During the worst of the GLP-1 RA supply shortages in 2023 and 2024, the telehealth company partnered with compounding pharmacies to provide a compounded semaglutide product to its patients.
In early 2024 Ozempic sponsor Novo Nordisk took concerns about the compounding practice to the TGA.
Later that year, following revelations about the unsanitary conditions of some compounding pharmacies, the TGA instituted a ban on compounding GLP-1 RAs entirely.
These pharmacies were not alleged to be connected to Eucalyptus’ operations.
Like Eucalyptus, Hims & Hers is primarily known as a big player in the weight-loss drug prescribing space.

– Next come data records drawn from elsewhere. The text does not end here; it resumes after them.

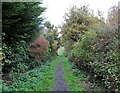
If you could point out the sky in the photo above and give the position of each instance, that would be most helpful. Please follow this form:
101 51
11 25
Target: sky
56 9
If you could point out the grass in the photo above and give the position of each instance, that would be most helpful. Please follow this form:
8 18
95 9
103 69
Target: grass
38 79
48 79
70 78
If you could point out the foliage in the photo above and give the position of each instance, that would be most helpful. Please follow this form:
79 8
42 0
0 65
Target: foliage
70 76
61 51
51 34
21 22
38 48
77 22
95 45
38 79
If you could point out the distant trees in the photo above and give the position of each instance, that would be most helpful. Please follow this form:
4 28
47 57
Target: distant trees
51 34
77 22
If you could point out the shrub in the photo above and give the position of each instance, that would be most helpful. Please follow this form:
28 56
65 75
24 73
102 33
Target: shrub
39 48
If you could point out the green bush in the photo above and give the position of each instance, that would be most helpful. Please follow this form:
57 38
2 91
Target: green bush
100 51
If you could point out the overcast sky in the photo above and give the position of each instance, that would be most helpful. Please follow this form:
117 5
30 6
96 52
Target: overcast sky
57 8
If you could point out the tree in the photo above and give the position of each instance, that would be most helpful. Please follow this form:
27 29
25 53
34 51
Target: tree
21 22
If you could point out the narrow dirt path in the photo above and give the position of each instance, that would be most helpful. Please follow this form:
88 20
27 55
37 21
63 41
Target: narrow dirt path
60 84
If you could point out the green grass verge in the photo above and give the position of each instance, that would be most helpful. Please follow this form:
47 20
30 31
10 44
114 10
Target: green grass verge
70 78
38 79
47 82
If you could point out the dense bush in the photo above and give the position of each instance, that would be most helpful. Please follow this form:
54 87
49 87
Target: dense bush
39 49
21 23
94 47
101 53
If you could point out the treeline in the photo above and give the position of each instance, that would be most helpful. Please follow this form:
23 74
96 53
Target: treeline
92 44
22 24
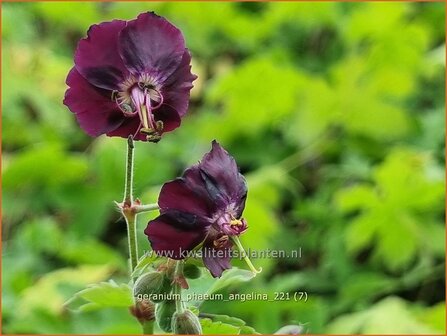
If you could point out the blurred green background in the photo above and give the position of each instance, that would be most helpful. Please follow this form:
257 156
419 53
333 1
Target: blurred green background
334 112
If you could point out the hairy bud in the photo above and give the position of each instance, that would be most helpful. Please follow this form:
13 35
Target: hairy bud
191 271
186 323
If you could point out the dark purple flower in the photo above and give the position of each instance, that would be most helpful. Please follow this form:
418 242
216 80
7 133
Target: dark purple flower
130 78
204 205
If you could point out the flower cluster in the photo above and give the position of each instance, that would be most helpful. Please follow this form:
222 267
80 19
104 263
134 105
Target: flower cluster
130 78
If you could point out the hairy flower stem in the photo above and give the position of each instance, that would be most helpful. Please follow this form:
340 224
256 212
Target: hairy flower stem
178 273
128 187
145 207
236 240
126 208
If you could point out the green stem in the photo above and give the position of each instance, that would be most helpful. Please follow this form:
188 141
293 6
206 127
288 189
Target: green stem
126 209
128 187
131 221
145 207
236 240
148 327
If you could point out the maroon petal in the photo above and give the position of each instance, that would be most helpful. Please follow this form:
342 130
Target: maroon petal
216 260
95 111
130 126
174 233
186 194
151 44
222 178
176 89
97 58
169 116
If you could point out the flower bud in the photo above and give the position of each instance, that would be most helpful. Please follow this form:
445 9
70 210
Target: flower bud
191 271
143 311
163 315
186 323
152 286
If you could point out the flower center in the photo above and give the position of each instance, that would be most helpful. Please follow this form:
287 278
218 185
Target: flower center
141 97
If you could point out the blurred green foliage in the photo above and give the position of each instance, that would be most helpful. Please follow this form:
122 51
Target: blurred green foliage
335 113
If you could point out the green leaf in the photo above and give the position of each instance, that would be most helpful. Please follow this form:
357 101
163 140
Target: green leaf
390 316
104 294
218 328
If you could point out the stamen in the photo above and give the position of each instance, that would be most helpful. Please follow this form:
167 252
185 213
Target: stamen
236 222
236 240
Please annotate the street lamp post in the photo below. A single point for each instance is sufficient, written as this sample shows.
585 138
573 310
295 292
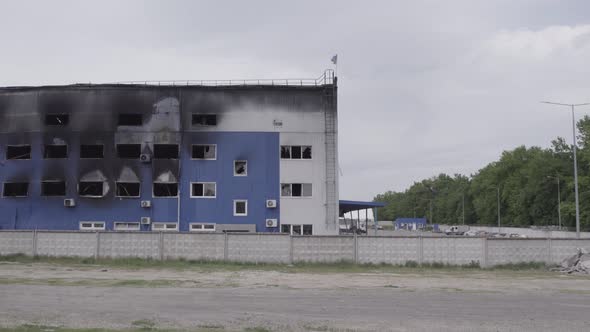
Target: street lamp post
556 177
575 160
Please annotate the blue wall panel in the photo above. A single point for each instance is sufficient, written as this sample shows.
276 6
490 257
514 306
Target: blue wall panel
261 150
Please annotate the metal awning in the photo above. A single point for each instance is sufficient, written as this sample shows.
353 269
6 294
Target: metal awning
347 206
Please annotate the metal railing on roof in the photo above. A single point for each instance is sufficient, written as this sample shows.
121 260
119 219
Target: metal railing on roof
325 79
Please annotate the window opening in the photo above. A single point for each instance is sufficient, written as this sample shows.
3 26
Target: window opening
94 151
130 119
128 151
128 189
240 208
240 168
204 152
165 189
57 119
18 152
204 120
55 152
53 188
203 189
165 151
16 189
90 188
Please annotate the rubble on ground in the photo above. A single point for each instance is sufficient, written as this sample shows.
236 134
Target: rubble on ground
578 263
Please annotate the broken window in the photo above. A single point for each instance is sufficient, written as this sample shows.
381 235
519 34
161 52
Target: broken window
295 152
296 189
90 188
127 189
57 119
285 189
306 152
240 207
204 151
240 167
204 120
18 152
286 229
130 119
165 189
165 151
94 151
53 188
164 226
55 152
128 151
92 226
203 189
15 189
127 226
285 152
202 227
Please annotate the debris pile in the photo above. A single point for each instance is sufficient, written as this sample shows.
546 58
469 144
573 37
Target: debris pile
578 263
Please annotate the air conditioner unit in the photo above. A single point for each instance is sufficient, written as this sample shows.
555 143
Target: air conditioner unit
145 158
272 223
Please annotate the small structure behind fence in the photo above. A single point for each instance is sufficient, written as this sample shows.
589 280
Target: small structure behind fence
280 248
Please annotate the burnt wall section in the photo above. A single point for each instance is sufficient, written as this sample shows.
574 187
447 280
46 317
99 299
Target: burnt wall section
166 119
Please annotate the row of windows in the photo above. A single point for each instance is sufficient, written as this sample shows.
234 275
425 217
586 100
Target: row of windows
135 226
129 119
133 151
96 189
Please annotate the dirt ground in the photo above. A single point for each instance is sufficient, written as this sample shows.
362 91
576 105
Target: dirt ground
446 299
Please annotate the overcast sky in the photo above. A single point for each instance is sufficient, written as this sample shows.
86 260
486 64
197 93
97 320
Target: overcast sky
424 86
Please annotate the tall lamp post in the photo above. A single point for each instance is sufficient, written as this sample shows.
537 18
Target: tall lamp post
556 177
572 106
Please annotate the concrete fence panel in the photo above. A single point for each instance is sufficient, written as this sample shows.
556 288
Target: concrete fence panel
258 248
194 246
323 248
561 248
388 250
507 251
142 245
15 242
59 244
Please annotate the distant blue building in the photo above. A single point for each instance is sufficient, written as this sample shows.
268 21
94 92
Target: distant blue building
141 157
411 224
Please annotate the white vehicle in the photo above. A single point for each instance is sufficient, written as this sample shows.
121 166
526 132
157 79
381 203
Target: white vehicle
456 230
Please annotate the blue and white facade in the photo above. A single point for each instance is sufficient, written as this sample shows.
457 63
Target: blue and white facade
168 158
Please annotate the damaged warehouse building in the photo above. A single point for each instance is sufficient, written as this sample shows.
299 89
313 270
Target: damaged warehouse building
253 157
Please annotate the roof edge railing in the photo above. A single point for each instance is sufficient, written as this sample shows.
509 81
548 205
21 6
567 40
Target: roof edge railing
327 78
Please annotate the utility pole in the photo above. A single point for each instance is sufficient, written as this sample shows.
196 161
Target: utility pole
463 207
575 160
498 190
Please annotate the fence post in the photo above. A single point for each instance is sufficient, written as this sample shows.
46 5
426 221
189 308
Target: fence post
97 252
225 247
34 244
356 249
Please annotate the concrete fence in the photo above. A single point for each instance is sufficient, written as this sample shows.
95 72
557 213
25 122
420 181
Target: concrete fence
279 248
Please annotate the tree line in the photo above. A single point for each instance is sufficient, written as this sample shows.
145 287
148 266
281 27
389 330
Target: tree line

It has also dipped a toe into compounding. Earlier this month it launched a compounded version of Novo Nordisk’s GLP-1 RA oral semaglutide formulation, at a price point $140 (USD$100) less than the Novo Nordisk version.
Novo Nordisk was quick to respond, calling it “illegal mass compounding and deceptive advertising” of an “inauthentic, and untested knockoff”.
Within the week, the US Department of Health and Human Services had asked the Department of Justice to investigate Hims & Hers and the FDA announced it would take action against compounded GLP-1 RAs.
Just days after launching the compounded product, Hims & Hers said it would “stop offering access” to the treatment.